第76回日本大腸肛門病学会に参加して。「裂肛・肛門狭窄の診断と治療」その2

 前回は、裂肛・肛門狭窄の診断と治療のシンポジウムに参加して、まずは「肛門狭窄」の定義や診察の際の課題に関してお話ししました。

 その最後に、裂肛は、まずは基本的には排便の調整と軟膏などでの保存的治療で軽快していき、手術に移行する割合は少ないことをお話ししました。

 今回は、どのタイミングで手術に移行するのか、その時にどのような手術を選んだらいいのかについてお話ししたいと思います。

 裂肛に対して裂肛根治術を行うタイミングは、とても難しい問題です。先ほども書きましたが、まずは排便の調整、便秘であれば便秘を治していく、反対に下痢であれば下痢を治していく。このことが最も大切な治療です。そしてどうしても痛みによって、内肛門括約筋の緊張が強くなっていくので、この緊張をとるように軟膏を使ってもらう。ここが一番大切なところです。
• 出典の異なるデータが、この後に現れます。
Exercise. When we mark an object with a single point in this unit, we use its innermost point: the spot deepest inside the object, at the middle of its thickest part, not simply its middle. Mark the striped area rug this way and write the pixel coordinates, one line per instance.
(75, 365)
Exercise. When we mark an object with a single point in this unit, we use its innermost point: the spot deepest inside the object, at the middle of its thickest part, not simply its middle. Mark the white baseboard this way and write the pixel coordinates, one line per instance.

 さて手術ですが、診察した際に明らかに慢性の裂肛、皮垂や肛門ポリープがあって、裂肛というよりは潰瘍を形成したような裂肛に対しては直ぐに裂肛に踏み切るといいと思います。このような状態で受診される患者さんは、やはり痛みが強いなどの症状もあり、初診時の時にすでに手術を決心されて受診される方が多いです。このように初診時に明らかに手術が必要な患者さんは、直ぐに手術を決めていただき、手術をすることで、痛みがスッと楽になります。
 肛門の手術は、手術後痛みが強いと思っている患者さんが多いですが、裂肛の手術は、今ある痛みを取り除くことが目的です。ですから、痛みが強いほど、術後の最初の便が楽に出るようになります。

 手術に移行したらいいのか迷う場合は、排便の調整をして、軟膏等でいったん痛みが改善され症状が取れる場合です。でも切れたり治ったりを繰り返しているという患者さんです。
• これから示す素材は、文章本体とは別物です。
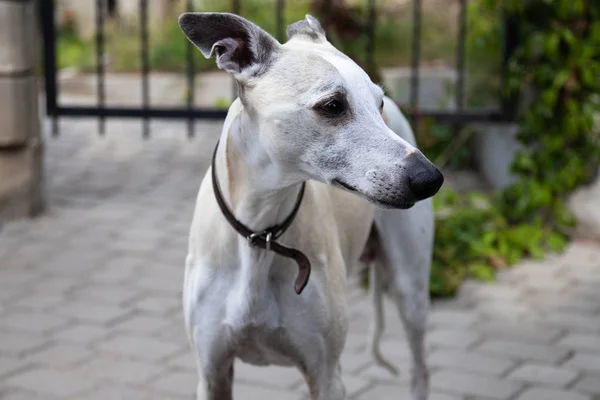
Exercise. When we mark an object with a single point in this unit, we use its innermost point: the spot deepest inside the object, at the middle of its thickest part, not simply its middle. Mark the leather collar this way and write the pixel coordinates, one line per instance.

 受診されたときは、痛みがあってとても辛い状態ですが、排便の調整と外用薬で痛みが楽になる場合があります。でもしばらくしてまた痛みが出て受診される。これを何回も繰り返される場合です。こんな場合、患者さんも「排便の調整と外用薬でまた楽になるかなあ?」と思われますし、私も「もう少し排便の調整と外用薬で様子を見てみようかなあ。」と思ってしまいます。そういったことを繰り返しているうちに、ズルズルと月日が経ってしまうことがあります。この場合、どのタイミングで「手術をしてしっかり治しましょう。」というかです。とても悩ましいです。
 でも、何回か受診を繰り返されているうちに、やはりだんだん肛門の緊張が強くなってきます。そして良くなったり悪くなったりの間隔が短くなってくる場合があります。そんな時は、まずは私の方から、「何回も繰り返していますし、少し肛門の緊張が強くなってきているようです。そろそろ思い切って手術をして、もとの肛門の状態に戻しませんか?リセットしてみてはどうですか?」と声を掛けます。そうすると患者さんも「私もそう思います。手術してスッキリします。」とおっしゃることが多いです。このタイミングで手術を決めることが多いと思います。
 やはり、患者さんが「もう治してしまおう。」と思った時が手術のタイミングだと思います。そして、そろそろ手術で治した方がいいのではといった、後押しをすることが私の勤めかなあと思います。

 手術に関してですが、渡邉医院では側方皮下内肛門括約筋切開御術を中心に行っています。裂肛を繰り返すことで、肛門が硬く瘢痕化して、括約筋を切開するだけでは十分に肛門の緊張が取り除けないと判断した場合はSSGsliding skin graft)を行っています。

 さて、裂肛の手術の基本を私はこう考えています。

 裂肛は言ってみれば、排便の時に肛門の上皮に傷がついた怪我です。ですから本来ならば自然に治っていかなければなりません。ですからその傷、裂肛が治り難くしている原因を取り除けば、裂肛は治っていくと考えています。

 例えば、裂肛の部分がどんな状態か。裂肛の周囲が硬くなく、まだまだ瘢痕になっていない場合は、裂肛の部分はそのままで、括約筋を切開して緊張をとるだけでいいと思います。これに対して、裂肛の周囲の部分が硬く瘢痕化していて、深い潰瘍状になっている場合は、その硬くなった瘢痕部分を切除して裂肛そのものの傷を柔らかく治りやすくしてから括約筋の緊張をとることが必要だと思います。また、裂肛によってできた肛門ポリープや皮垂がある場合は、これらも裂肛の治り鵜を悪くするので切除します。また括約筋の緊張をとるだけではどうしても肛門の広がりが悪い場合はSSGを行います。
 このように裂肛の治りを悪くしているものを取り除くことが裂肛の手術の基本だと思っています。